Wall Street Journal reporter Loftus opens his narrative, an able blend of science reporting and business history, at a telling moment: Moderna CEO Stéphane Bancel, on vacation in France in January 2020, reads about a mysterious virus in China and, on a dime, pivots the company to use that virus as a proof of concept for a new kind of vaccine. Moderna aimed to use messenger RNA to introduce drugs developed on a constantly adaptable platform into the human body. Though the original “stopwatch drill” that Bancel had been examining centered on a rare disease caused by the Nipah virus, he and some of his board members and executives “thought Moderna should try for a coronavirus vaccine because they suspected the outbreak would get much bigger.” They were right. Coordinating the race for a vaccine that was spreading far faster than SARS, MERS, Zika, and other concerning viruses, Bancel had to take his small company to new levels of production in the face of the Trump administration’s patchwork medical and financial responses.

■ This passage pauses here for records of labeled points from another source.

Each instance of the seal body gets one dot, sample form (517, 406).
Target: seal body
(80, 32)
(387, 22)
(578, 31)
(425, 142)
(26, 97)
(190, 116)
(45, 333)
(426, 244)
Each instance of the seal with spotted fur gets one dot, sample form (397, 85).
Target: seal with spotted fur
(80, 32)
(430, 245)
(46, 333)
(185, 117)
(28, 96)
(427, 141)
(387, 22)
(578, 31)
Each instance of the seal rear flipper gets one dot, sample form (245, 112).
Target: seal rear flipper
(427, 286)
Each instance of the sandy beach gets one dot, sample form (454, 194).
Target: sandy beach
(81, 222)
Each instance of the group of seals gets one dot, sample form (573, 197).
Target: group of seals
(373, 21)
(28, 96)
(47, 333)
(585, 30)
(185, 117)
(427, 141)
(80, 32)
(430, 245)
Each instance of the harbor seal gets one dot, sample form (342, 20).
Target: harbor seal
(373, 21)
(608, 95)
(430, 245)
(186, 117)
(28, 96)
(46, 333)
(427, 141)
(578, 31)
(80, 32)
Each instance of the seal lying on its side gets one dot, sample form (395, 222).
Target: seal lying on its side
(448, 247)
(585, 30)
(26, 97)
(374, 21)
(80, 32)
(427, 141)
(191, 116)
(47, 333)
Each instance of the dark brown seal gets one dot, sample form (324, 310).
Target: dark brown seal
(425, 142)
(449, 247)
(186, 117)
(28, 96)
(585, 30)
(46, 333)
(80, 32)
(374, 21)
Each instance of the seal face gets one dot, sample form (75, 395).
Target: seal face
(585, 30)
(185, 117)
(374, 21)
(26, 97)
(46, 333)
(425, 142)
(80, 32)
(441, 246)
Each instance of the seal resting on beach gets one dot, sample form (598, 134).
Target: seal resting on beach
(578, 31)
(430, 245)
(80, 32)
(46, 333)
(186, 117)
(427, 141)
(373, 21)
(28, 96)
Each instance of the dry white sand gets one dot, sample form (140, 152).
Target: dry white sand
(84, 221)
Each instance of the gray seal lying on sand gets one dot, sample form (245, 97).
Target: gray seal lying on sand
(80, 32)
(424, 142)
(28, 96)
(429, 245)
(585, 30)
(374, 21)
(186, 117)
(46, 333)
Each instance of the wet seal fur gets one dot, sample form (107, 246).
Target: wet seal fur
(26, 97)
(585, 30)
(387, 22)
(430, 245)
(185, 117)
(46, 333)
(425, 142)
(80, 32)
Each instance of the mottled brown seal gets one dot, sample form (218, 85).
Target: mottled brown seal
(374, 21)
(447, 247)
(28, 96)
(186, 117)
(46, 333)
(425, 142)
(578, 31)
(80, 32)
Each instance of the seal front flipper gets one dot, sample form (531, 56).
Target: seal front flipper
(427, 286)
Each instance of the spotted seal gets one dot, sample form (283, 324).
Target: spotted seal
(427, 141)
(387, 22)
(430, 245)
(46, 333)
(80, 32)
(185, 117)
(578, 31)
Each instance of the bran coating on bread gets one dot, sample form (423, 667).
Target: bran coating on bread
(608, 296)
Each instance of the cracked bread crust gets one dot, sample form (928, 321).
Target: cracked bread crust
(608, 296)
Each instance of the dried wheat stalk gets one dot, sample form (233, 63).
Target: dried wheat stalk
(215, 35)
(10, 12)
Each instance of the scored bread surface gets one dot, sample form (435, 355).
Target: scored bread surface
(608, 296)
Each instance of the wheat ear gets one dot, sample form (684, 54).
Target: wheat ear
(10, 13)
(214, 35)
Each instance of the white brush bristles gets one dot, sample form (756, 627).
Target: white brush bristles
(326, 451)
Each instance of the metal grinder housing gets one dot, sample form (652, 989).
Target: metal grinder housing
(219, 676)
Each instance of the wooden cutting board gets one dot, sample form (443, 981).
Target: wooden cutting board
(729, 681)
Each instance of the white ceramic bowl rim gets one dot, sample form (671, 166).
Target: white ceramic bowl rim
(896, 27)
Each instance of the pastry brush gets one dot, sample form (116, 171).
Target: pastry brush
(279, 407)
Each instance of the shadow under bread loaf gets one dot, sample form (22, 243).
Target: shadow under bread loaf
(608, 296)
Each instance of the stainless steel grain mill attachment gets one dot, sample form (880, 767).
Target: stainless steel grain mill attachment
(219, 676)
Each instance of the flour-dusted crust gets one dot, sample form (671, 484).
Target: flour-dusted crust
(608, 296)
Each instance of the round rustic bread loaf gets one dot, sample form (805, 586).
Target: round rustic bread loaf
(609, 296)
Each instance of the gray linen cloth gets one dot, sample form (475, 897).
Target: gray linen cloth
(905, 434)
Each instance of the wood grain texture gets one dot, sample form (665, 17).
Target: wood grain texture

It’s no small irony that a leader of the industry’s rapid-response team was a Moderna board member who was both a Moroccan immigrant and a one-time Marxist who worried that chasing the vaccine could ultimately harm Moderna since other projects would have to halt. Still, as Loftus writes, “Moderna agreed to cooperate with Operation Warp Speed in part because…it needed the money.” In the end, racing past regulatory and bureaucratic hurdles, it secured funding and produced a safe vaccine in record time. It also rose markedly in value, at one time surpassing Starbucks, UPS, and Citigroup. As Loftus writes in closing, Moderna has since been able to return to other quests, including genetically keyed cancer drugs that kick the immune system’s neoepitopes into high gear.
A satisfying look at how a smart business can both identify opportunity and do well by doing good.